O Brasil testemunhou uma significativa redução no contingente de pessoas que buscam emprego há dois anos ou mais, conforme dados divulgados pelo Instituto Brasileiro de Geografia e Estatística (IBGE) nesta quinta-feira, 14 de maio. No primeiro trimestre de 2026, esse grupo diminuiu 21,7% em comparação com o mesmo período do ano anterior, alcançando a marca de 1,089 milhão de indivíduos. Este patamar, o menor já registrado na série histórica da Pesquisa Nacional por Amostra de Domicílios (Pnad) Contínua Trimestral desde 2012, indica um aquecimento no mercado de trabalho nacional.
Análise Detalhada dos Dados do IBGE
Em um comparativo histórico, o país tinha aproximadamente 1,4 milhão de pessoas que procuravam uma ocupação por pelo menos 24 meses em 2025. Contudo, o pico dessa situação foi registrado em 2021, ano marcado pela pandemia de covid-19, quando cerca de 3,5 milhões de brasileiros enfrentavam o desemprego de longa duração. Tais recordes são parte integrante da Pesquisa Nacional por Amostra de Domicílios (Pnad) Contínua Trimestral, detalhando a dinâmica do mercado de trabalho.
Faixas Temporais da Desocupação no País
A redução na busca por trabalho não se restringiu ao longo prazo, refletindo-se igualmente em outras duas importantes faixas temporais. No grupo de indivíduos que procuravam vaga de mais de um mês a menos de um ano, houve uma queda de 9,9% em relação ao primeiro trimestre de 2025, totalizando 3,380 milhões de pessoas, contra um pico de 7 milhões em 2021. A categoria de quem buscava emprego entre um e dois anos, por sua vez, registrou 718 mil pessoas, uma redução de 9% ante 2025; o pico dessa faixa também foi em 2021, com 2,6 milhões.

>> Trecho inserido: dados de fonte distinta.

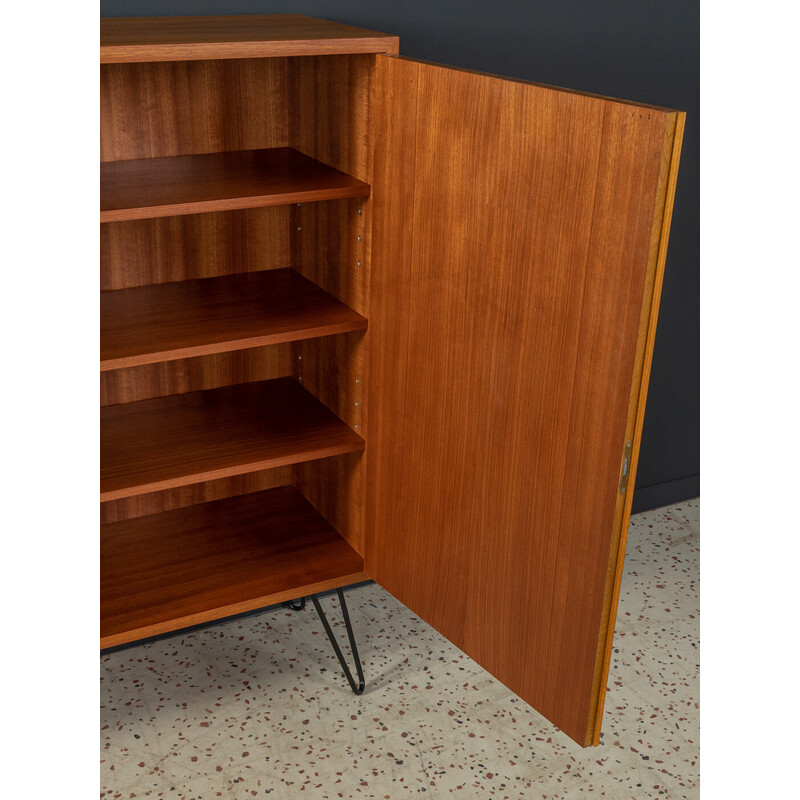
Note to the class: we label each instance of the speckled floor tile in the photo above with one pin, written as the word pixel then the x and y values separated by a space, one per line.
pixel 259 708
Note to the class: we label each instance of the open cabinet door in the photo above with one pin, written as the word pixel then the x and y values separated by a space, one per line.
pixel 519 241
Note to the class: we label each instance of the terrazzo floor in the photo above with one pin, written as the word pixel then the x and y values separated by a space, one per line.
pixel 258 707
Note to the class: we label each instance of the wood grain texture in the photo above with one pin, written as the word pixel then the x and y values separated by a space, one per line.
pixel 144 252
pixel 151 324
pixel 160 187
pixel 131 384
pixel 633 428
pixel 240 36
pixel 184 439
pixel 330 120
pixel 164 572
pixel 170 499
pixel 190 107
pixel 513 226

Contrariamente às demais, a faixa temporal de menos de um mês procurando vaga não atingiu um recorde mínimo, embora tenha mostrado melhoria. De janeiro a março de 2026, o país contabilizou quase 1,4 milhão de pessoas nessa situação, um patamar 14,7% inferior ao registrado no ano anterior. Todavia, esse número permanece acima do nível de 2014, quando 1,016 milhão de indivíduos se encontravam nesta condição.
A pesquisa do IBGE detalhou a composição dos 6,6 milhões de desocupados do país, distribuindo-os pelas faixas de tempo de procura. Verificou-se que 21,2% dos desocupados buscavam trabalho há menos de um mês. Em contrapartida, 51,4% estavam nessa situação por um período de um mês a menos de um ano, enquanto 10,9% procuravam emprego de um ano a menos de dois anos. Por fim, 16,5% representavam aqueles em busca de vaga há dois anos ou mais.

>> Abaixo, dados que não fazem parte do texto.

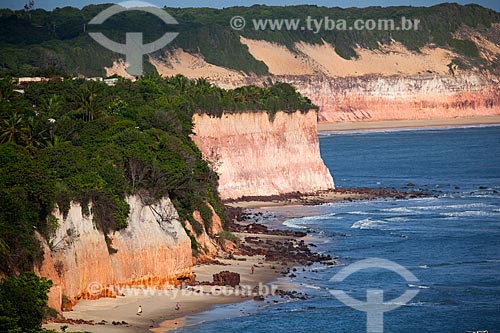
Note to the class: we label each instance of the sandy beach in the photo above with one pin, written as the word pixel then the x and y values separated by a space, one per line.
pixel 159 306
pixel 400 124
pixel 338 194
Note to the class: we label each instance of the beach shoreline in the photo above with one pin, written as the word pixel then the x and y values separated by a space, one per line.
pixel 159 313
pixel 407 124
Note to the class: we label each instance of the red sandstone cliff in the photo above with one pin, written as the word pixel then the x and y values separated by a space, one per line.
pixel 255 155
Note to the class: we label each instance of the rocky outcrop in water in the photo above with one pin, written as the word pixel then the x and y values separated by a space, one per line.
pixel 256 154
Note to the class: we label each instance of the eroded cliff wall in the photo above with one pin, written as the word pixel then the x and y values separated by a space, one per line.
pixel 154 251
pixel 257 155
pixel 376 98
pixel 389 83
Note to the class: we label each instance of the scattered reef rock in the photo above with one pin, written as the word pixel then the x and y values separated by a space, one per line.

Dinamismo do Mercado e Crescimento do Trabalho Autônomo
O analista da pesquisa, William Kratochwill, atribui os patamares mínimos de pessoas à procura de emprego em diversas faixas temporais ao desempenho favorável do mercado de trabalho. De acordo com Kratochwill, as pessoas estão dedicando menos tempo para se realocar profissionalmente, o que sugere um mercado mais dinâmico. Esse dado complementa a taxa de desemprego geral do primeiro trimestre de 2026, divulgada em abril pelo IBGE, que foi de 6,1%, a menor da série histórica.

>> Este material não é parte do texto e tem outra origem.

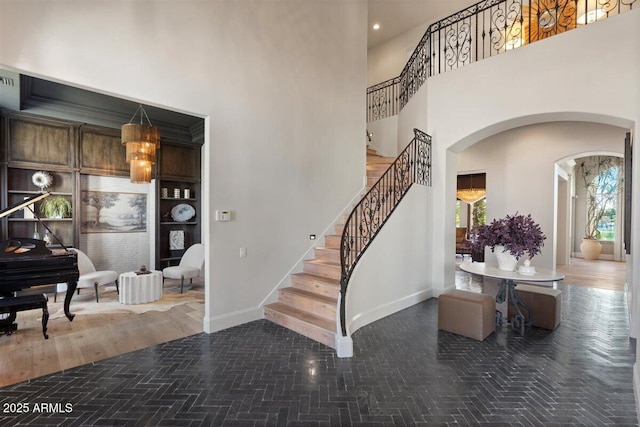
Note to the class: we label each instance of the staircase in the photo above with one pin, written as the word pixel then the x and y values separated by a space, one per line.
pixel 309 305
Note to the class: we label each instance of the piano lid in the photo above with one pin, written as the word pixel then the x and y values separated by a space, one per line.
pixel 23 204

Kratochwill também enfatiza que a redução do desemprego de longa duração não deve ser associada ao desalento, que se refere à situação de pessoas que desistem de procurar trabalho. Ele descarta essa hipótese, enfatizando a persistência do mercado de trabalho tanto nas contratações quanto na manutenção dos postos. Entretanto, o pesquisador ressalva que uma nova ocupação nem sempre representa uma melhora na qualidade do trabalho.
Um fator relevante que colabora para a diminuição do desemprego de longa duração é o crescimento do número de pessoas trabalhando por conta própria, conforme observado pelo analista. A pesquisa do IBGE, abrangendo indivíduos com 14 anos ou mais, considera todas as formas de ocupação, como trabalho com ou sem carteira assinada, temporário e autônomo. Para ser considerado desocupado, a pessoa deve ter procurado efetivamente uma vaga nos 30 dias anteriores à pesquisa.
Conforme os dados da Pnad, o Brasil registrou 25,9 milhões de trabalhadores por conta própria no primeiro trimestre de 2026, representando 25,5% da população ocupada. Este contingente é significativamente maior se comparado aos 20,1 milhões de trabalhadores nessa condição nos três primeiros meses de 2012, quando a série histórica começou. Kratochwill conclui que a iniciativa desses indivíduos em criar seus próprios negócios contribui para a absorção da força de trabalho.